JSON, XML are now the standard but are textual, verbose and therefore large. Binary encoding libraries such as Thrift and Protocol Buffers (protobuf) can decrease the size. Both require a schema describing the encoded payload and include a code generation tool that takes the schema definition and produces classes that implement the schema in different programming languages.

For example, a JSON payload like this:

{
"userName": "kbbgl",
"id": 1337,
"clubs": ["Boca Juniors", "Arsenal"]
}
message Person {
required string user_name = 1;
optional int64 id = 2;
repeated string clubs = 3;
}

Apache Avro actually has the best compression.

Schema Evolution

As schemas change, we need to make sure to maintain compatibility.

  • We can make changes to field names but not tags (1, 2, 3).
  • We can add new fields to the schema by giving it a new tag. You cannot make it a required field though. It needs to be optional or have a default value.
  • We can remove a field only if it's optional and you cannot reuse the same tag number.

Modes of Data Flow

To send some data to another process which you don't share memory with, such as sending data over a network to write it to a file, we need to encode it as a sequence of bytes. The most common ways for how data flows between processes is using databases, service calls and async message passing.

In case of databases, the process that writes to the database encodes the data and the process that reads from the database decodes it.

In case of service calls, the most common way is to use clients and servers using REST. Services expose an application-specific API that only allows outputs and inputs predetermined by the business logic.

RPCs are also popular and work on the idea that network requests and local function calls are similar (which they are not). gRPC is a popular RPC and builds on the Protocol Buffers implementation. gRPC supports streams, a call consists of not just one request/response but a series of them over time. RPCs are mostly used for communication within microservices running on the same system network.

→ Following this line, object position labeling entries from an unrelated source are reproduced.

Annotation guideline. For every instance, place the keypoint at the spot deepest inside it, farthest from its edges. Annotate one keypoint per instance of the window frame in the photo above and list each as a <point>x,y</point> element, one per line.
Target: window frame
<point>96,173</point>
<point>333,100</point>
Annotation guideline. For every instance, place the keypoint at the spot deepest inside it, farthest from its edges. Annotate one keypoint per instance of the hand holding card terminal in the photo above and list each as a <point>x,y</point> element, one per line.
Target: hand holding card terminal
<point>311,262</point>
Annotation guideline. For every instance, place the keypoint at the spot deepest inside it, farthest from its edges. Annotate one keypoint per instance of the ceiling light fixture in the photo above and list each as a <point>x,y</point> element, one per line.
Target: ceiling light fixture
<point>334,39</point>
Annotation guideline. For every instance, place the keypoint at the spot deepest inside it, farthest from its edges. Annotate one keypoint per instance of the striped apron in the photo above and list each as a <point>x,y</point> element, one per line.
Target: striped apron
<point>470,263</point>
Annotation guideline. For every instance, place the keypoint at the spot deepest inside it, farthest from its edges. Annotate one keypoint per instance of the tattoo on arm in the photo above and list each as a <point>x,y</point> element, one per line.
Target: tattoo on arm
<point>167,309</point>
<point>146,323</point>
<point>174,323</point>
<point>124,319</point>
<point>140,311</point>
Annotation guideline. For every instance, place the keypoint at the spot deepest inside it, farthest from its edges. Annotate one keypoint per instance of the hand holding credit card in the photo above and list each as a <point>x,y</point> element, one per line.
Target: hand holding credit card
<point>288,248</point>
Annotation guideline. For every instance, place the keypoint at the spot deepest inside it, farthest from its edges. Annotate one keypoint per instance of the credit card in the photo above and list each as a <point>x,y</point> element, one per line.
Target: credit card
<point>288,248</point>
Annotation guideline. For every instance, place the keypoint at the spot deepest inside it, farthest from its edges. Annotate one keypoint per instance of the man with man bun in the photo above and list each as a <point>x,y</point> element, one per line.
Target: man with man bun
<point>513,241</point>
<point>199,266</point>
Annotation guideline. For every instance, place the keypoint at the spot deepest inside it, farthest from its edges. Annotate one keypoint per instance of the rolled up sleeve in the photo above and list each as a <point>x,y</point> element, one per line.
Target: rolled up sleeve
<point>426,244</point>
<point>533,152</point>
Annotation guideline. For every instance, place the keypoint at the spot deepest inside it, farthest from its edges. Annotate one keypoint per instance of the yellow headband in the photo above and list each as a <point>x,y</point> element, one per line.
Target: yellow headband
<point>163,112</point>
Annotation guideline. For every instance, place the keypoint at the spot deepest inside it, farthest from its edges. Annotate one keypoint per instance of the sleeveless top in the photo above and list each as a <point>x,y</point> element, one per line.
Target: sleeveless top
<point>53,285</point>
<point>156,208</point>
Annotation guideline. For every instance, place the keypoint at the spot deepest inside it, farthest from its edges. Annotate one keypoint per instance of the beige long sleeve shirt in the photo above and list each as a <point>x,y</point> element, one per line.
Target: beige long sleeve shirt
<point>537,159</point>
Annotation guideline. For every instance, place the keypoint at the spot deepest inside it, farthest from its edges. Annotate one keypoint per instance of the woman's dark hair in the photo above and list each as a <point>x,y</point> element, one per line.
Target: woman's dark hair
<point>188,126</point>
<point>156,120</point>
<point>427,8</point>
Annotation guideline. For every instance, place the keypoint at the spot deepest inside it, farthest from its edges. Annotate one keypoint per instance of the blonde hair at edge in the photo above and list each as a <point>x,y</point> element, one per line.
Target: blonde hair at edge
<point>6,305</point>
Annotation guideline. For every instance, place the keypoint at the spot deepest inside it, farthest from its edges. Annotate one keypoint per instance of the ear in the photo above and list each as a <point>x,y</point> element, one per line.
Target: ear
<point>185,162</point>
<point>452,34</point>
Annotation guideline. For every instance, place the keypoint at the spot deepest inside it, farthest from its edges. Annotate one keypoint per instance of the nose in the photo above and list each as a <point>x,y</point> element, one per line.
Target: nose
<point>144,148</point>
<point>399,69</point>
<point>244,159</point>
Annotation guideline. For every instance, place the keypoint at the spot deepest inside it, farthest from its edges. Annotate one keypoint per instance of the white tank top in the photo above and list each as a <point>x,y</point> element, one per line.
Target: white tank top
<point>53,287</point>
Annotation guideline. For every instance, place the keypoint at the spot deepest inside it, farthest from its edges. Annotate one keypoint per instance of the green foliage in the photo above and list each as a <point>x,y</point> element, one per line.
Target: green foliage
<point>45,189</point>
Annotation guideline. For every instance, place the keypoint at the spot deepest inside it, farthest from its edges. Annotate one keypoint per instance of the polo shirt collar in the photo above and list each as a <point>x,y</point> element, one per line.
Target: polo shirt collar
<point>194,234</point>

Asynchronous message-passing systems are somewhere between databases and RPCs. A client request (a message) is delivered to another process passing through a message broker/queue. The sender doesn't wait for the message to be delivered. Message brokers have one process, the publisher, send a message to a name queue or topic, and the broker ensures that the message is delivered to one or more consumers/subscribers.

Using a message queue is more reliable than RPCs.

The actor model is a design pattern for concurrency in a single process. Actors are usually an instance of the system which has some logic and state within it and it communicates with other actors by sending/receiving async messages. In this case, there's no need to encode and decode the messages since it's an IPC. There's also the distributed actor framework where the actors are spread across different nodes so the messages are encoded/decoded before and after the message is sent over the network.